A draft agenda shows that ACIP will spend the first day discussing the hepatitis B vaccine, including a scheduled vote that experts believe will address whether newborns should continue receiving the shot within 24 hours of birth. The second day will focus on the childhood and adolescent immunization schedule, adjuvants, and vaccine risk monitoring.

Public health leaders say nearly every topic raised is cause for alarm, given the current panel’s departure from long-standing scientific consensus.

Debate Over the Hepatitis B Birth Dose

The CDC currently recommends that all newborns receive the first dose of the hepatitis B vaccine within the first day of life—a practice credited with virtually eliminating infant hepatitis B infections in the U.S.

However, signals from the new ACIP suggest the committee may consider weakening or reversing the universal birth-dose recommendation. Earlier this year, Kulldorff questioned whether vaccinating all newborns was “wise,” and Kennedy has repeatedly made false claims linking the hepatitis B shot to autism.

Former CDC official Dr. Fiona Havers warned that shifting to a “screen the mother only” approach, used prior to the universal policy, would lead to more infants and children contracting hepatitis B. She emphasized that babies can be infected not only by their mothers but also by caregivers or community members who may not know they carry the virus.

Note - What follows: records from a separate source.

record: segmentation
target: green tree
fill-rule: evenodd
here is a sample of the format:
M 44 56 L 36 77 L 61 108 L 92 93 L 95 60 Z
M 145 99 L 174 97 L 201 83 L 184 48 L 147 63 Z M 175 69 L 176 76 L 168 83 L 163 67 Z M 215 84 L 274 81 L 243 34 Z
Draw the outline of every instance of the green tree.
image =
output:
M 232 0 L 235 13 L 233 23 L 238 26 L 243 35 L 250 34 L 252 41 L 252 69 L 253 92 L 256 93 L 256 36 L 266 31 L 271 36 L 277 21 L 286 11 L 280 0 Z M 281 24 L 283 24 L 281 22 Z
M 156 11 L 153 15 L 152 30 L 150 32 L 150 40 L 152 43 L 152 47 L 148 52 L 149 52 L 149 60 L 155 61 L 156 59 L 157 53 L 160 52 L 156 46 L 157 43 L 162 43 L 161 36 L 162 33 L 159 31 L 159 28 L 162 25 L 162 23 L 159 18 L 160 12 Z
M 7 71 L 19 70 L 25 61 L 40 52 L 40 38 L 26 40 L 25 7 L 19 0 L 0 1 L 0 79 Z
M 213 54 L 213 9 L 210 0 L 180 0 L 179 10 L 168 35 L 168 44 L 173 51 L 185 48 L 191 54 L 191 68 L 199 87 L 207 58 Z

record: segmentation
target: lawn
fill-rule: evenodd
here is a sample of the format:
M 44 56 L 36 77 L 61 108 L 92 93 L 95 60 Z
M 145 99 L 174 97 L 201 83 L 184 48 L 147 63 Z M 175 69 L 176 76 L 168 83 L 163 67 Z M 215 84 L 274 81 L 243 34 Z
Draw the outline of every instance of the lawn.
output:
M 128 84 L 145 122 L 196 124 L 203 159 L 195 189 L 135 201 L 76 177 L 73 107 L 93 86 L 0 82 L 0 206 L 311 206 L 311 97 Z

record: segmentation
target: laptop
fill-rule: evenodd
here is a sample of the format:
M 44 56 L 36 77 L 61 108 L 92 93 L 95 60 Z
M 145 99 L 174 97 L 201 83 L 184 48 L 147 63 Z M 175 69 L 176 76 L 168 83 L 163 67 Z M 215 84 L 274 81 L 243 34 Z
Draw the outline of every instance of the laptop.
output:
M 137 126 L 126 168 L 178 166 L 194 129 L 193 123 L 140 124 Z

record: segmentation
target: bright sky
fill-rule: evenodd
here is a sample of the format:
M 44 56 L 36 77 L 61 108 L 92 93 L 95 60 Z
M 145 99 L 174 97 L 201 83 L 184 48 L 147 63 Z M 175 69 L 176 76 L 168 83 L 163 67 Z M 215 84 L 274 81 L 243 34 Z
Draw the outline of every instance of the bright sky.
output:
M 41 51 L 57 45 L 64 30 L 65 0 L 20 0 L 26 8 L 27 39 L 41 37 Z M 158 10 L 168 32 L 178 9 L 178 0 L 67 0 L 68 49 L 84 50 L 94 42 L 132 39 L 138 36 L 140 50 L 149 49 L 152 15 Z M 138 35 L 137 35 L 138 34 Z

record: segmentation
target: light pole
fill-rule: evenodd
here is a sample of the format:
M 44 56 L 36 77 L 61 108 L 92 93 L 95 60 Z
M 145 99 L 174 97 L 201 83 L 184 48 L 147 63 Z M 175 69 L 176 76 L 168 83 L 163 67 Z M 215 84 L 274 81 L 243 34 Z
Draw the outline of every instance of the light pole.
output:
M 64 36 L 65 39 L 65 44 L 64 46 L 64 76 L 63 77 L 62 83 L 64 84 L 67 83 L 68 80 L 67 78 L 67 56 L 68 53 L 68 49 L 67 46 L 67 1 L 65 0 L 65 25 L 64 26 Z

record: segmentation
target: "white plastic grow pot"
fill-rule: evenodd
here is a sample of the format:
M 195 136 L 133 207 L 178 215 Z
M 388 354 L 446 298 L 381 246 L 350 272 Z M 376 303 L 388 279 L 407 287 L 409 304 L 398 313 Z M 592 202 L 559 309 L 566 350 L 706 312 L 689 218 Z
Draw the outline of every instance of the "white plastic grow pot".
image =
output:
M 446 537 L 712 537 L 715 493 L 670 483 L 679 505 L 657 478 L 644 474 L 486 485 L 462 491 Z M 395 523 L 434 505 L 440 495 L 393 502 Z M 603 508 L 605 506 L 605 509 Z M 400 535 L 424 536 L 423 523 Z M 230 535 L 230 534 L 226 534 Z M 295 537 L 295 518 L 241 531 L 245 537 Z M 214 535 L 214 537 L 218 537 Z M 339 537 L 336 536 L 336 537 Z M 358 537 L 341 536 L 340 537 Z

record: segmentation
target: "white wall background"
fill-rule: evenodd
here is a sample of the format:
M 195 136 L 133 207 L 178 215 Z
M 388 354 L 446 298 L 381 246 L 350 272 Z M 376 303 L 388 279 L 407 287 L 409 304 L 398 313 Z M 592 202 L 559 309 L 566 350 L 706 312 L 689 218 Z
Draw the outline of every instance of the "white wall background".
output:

According to Havers, any infections caused by delayed or missed vaccination would be “avoidable tragedies,” potentially leading to chronic disease, liver failure, or liver cancer later in life.

Reviewing the Childhood Immunization Schedule

The second day of the meeting will examine the national vaccine schedule for children and adolescents. Two ACIP work groups formed this year are evaluating the cumulative effects of vaccines and reviewing older immunizations that have not been reassessed in more than seven years.

Kennedy has publicly claimed that children receive “92 doses” of vaccines today, compared with three during his childhood. Pediatric experts say the real number is closer to 30 doses, reflecting decades of scientific progress and the addition of vaccines for once-devastating illnesses.

Former CDC acting director Dr. Richard Besser said he has not heard concerns from pediatricians or vaccine experts about the safety of the schedule. He warned that approaching the review with an assumption that the schedule is unsafe “really, really worries me.”

Adjuvants and Misinformation

ACIP will also discuss vaccine adjuvants and contaminants. Kennedy has previously called aluminum adjuvants “neurotoxins,” despite decades of research showing they safely boost immune responses. The CDC notes that adjuvants have been used safely in vaccines for more than 70 years.

A Pivotal Moment for U.S. Vaccine Policy

Since being restructured, ACIP has already recommended against thimerosal-containing flu vaccines and narrowed guidance for the MMRV combination shot—moves that experts say are not supported by evidence and may weaken public confidence.

As the committee weighs further changes, public health officials fear the consequences could ripple far beyond the meeting room, reshaping long-established protections against preventable diseases.